Ameriprise Financial Inc. (AMP) is hoping history repeats itself in 2010.

The Minneapolis financial planner's Ameriprise Advisor Group, which includes its employee brokers, added 550 financial advisers from competitors in 2009 and is targeting a similar recruiting tally this year.

Ameriprise is also paring down its lower-producing brokers as it focuses more on hiring and retaining brokers who can generate more revenue over time.

"We saw a slowdown [in recruiting] at the end of the third quarter, but in the fourth quarter we saw activity pick up quite a bit," said Dave Geschke, senior vice president of Ameriprise Advisor Group, who oversees the western half of the U.S. for the firm.

"In January we are back to red-hot again," he told Dow Jones Newswires, referring to advisers interested in joining Ameriprise from its rivals.

Ameriprise has benefited from major brokerages, or wirehouses, focusing more on top-tier advisers and cutting back on those in lower production brackets. The average broker at Ameriprise produces between $300,000 and $500,000 in fees and commissions. By contrast, three of the four wirehouses reported an average of $600,000 to $800,000 in production for their respective brokerage forces at the end of the fourth quarter.

However, Ameriprise is taking steps to boost the overall productivity of its roughly 12,000 member advisory force. The firm reduced its broker headcount by 4% year-over-year, cutting back on those who failed to meet certain production benchmarks.

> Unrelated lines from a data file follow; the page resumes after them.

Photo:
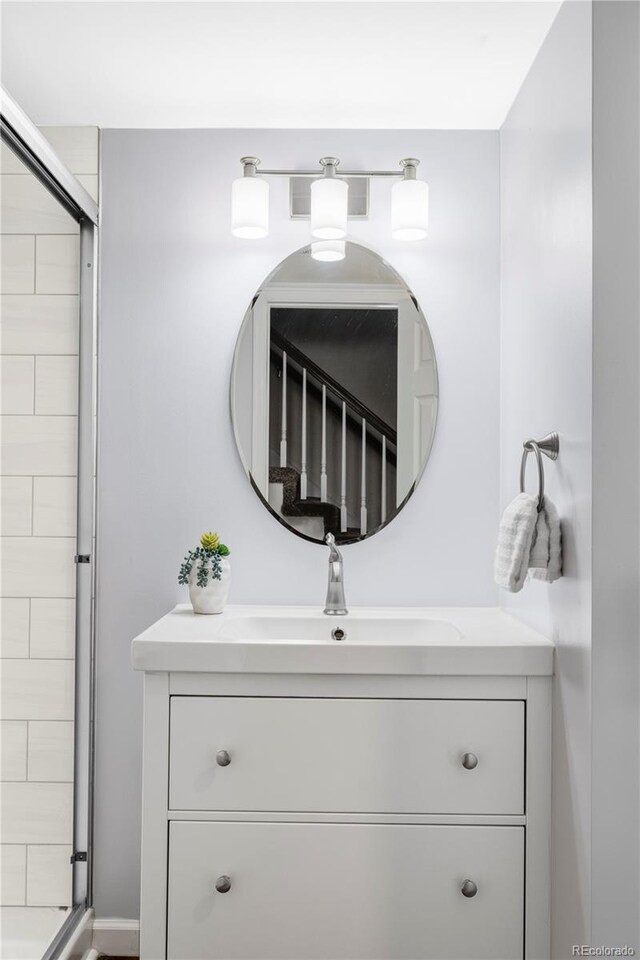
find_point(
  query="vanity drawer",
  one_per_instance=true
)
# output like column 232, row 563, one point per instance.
column 347, row 755
column 344, row 891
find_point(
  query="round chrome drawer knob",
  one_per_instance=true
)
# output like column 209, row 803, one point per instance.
column 469, row 761
column 223, row 884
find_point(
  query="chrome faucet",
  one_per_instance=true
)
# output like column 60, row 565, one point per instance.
column 336, row 605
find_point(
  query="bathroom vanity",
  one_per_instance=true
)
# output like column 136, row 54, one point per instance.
column 386, row 795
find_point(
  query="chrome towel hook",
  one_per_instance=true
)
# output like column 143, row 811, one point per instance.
column 550, row 446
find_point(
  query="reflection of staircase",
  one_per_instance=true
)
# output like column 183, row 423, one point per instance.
column 294, row 506
column 341, row 412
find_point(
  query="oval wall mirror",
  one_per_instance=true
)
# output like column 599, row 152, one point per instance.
column 334, row 394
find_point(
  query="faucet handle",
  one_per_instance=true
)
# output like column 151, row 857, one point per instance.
column 335, row 554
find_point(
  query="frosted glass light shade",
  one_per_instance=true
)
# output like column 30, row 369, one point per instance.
column 328, row 250
column 250, row 208
column 329, row 199
column 409, row 210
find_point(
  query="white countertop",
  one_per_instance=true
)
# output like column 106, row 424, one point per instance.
column 464, row 641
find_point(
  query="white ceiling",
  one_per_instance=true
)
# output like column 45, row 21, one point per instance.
column 439, row 65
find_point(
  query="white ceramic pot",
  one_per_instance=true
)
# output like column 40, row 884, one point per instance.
column 212, row 598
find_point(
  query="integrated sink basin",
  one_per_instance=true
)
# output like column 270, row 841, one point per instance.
column 322, row 629
column 396, row 641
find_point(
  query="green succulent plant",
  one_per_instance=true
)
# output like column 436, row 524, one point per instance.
column 208, row 559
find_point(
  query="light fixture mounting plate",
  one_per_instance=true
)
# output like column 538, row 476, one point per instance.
column 300, row 198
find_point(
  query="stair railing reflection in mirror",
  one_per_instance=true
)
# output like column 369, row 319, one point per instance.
column 348, row 412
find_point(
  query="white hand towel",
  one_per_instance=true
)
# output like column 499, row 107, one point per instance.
column 515, row 537
column 545, row 561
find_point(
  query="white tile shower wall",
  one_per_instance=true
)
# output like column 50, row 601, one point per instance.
column 39, row 347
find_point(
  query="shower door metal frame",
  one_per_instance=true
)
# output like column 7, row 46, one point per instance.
column 37, row 154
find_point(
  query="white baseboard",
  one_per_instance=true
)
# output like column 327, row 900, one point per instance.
column 117, row 937
column 79, row 945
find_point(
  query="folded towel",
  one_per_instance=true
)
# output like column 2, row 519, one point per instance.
column 515, row 537
column 545, row 560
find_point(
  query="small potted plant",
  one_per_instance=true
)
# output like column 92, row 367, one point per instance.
column 207, row 572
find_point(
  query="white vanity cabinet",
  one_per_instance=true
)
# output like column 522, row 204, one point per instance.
column 345, row 816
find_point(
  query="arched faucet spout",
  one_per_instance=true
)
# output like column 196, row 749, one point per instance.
column 336, row 605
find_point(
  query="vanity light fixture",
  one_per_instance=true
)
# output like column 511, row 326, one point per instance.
column 409, row 205
column 250, row 203
column 329, row 203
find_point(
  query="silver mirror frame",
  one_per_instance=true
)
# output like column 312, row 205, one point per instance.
column 232, row 389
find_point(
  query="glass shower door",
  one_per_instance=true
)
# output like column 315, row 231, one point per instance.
column 47, row 416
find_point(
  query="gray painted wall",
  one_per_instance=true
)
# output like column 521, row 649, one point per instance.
column 175, row 286
column 616, row 480
column 545, row 165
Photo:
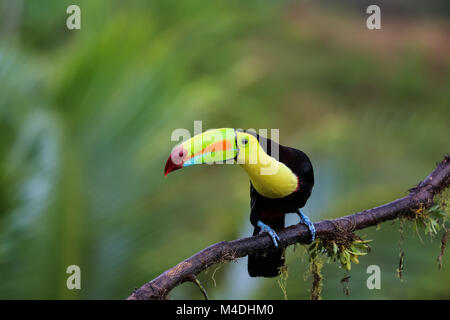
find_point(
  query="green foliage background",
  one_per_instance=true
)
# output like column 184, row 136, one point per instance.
column 86, row 118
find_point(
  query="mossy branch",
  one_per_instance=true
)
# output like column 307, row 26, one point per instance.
column 419, row 197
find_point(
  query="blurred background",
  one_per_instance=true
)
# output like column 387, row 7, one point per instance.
column 86, row 118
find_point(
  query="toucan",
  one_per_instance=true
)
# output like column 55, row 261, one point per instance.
column 281, row 181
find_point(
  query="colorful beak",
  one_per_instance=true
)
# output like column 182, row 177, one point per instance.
column 212, row 146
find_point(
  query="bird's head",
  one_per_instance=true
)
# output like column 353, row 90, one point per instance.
column 225, row 145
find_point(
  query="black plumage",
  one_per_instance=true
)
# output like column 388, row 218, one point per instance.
column 272, row 211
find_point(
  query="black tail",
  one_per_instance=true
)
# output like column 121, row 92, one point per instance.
column 267, row 264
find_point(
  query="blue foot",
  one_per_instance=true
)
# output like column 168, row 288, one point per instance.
column 305, row 220
column 265, row 228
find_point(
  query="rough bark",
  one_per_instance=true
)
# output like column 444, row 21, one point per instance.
column 420, row 196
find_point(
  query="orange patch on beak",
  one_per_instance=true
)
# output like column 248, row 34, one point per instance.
column 217, row 146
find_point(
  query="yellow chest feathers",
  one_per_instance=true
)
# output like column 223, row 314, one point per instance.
column 271, row 178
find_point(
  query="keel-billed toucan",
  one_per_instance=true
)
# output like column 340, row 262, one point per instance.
column 281, row 180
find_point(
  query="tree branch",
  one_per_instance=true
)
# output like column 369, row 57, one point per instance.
column 420, row 196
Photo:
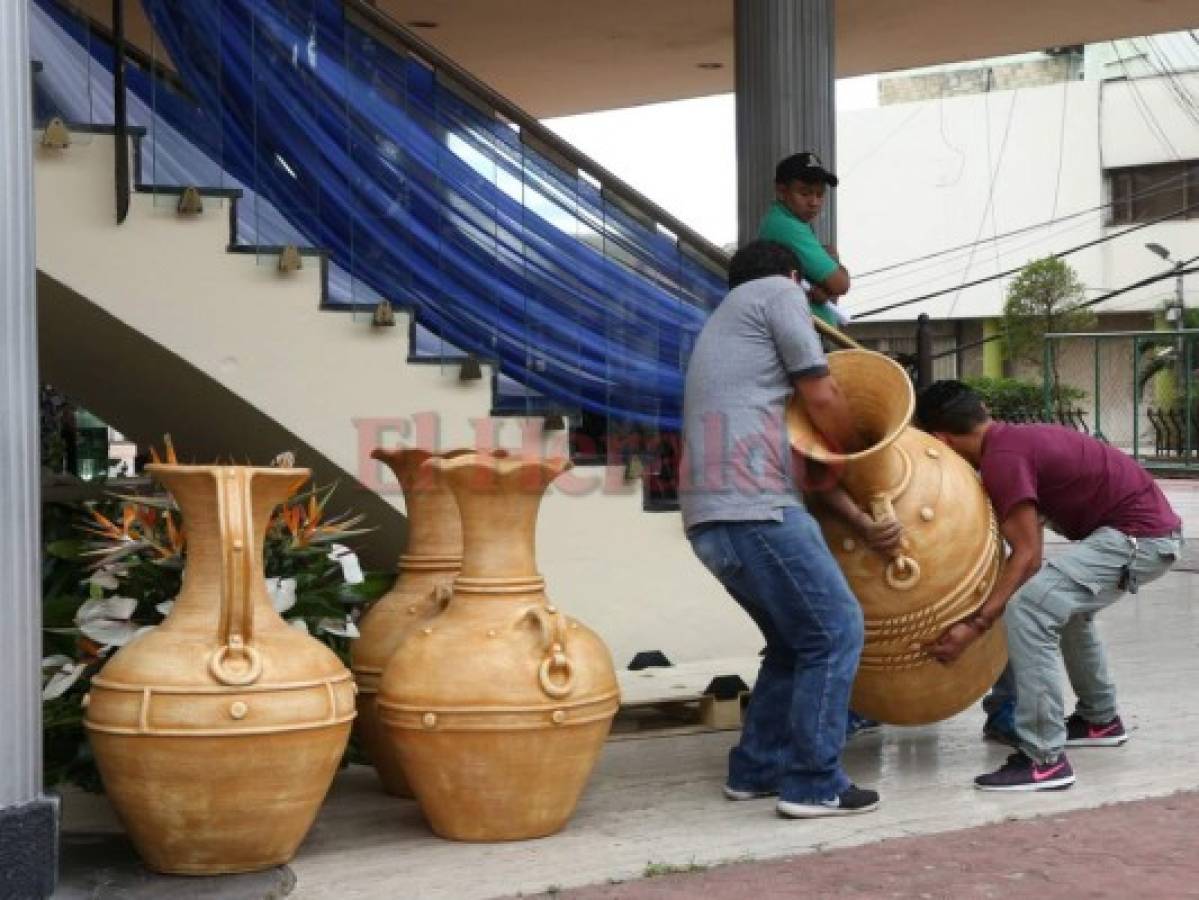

During a conference call with analysts Thursday, Ameriprise Chief Financial Officer Walter Berman said "advisers must meet productivity requirements and the vast majority of the departing advisors had less than $50,000 in annual production."

During the call, Chairman and Chief Executive James Cracchiolo said that because Ameriprise is eliminating these lower-producers, the company will begin to see a "payback" from new recruits in "probably two to three years" rather than five to seven.

In a note to clients Thursday, Sandler O'Neill analyst Edward Shields wrote that while Ameriprise's expenses rose due to adviser recruitment and technology, he expects those costs to drop as the newly hired advisers begin to produce more.

Shields estimated that the wealth segment will boost Ameriprise's pre-tax margin to 7% by year-end 2011 from the 2.3% reported in the fourth quarter.

Ameriprise, which acquired H&R Block Inc.'s (HRB) advisory force in 2008, slowed its recruiting efforts late last year as it completed that integration and rolled out a new brokerage platform.

Following the lead of its larger peers, the firm also paused in its hiring of novice advisers in early 2009. Major brokerages laid off rookie brokers to cut costs during the financial crisis as a plunging stock market made it difficult for these advisers to meet production goals.

Patrick O'Connell, senior vice president of Ameriprise Advisor Group, who manages the Eastern half of the U.S., told Dow Jones the company will "do a little novice hiring again in 2010, but Ameriprise sees a tremendous opportunity to bring experienced advisers to the firm."

While Ameriprise doesn't recruit high producers at the same level as the wirehouses, the productivity of new recruits is 20% higher than two years ago, a company spokesman said.

Geschke said Ameriprise is also seeing interest from top-tier brokers, adding "we have had some $1 million producers come in here too."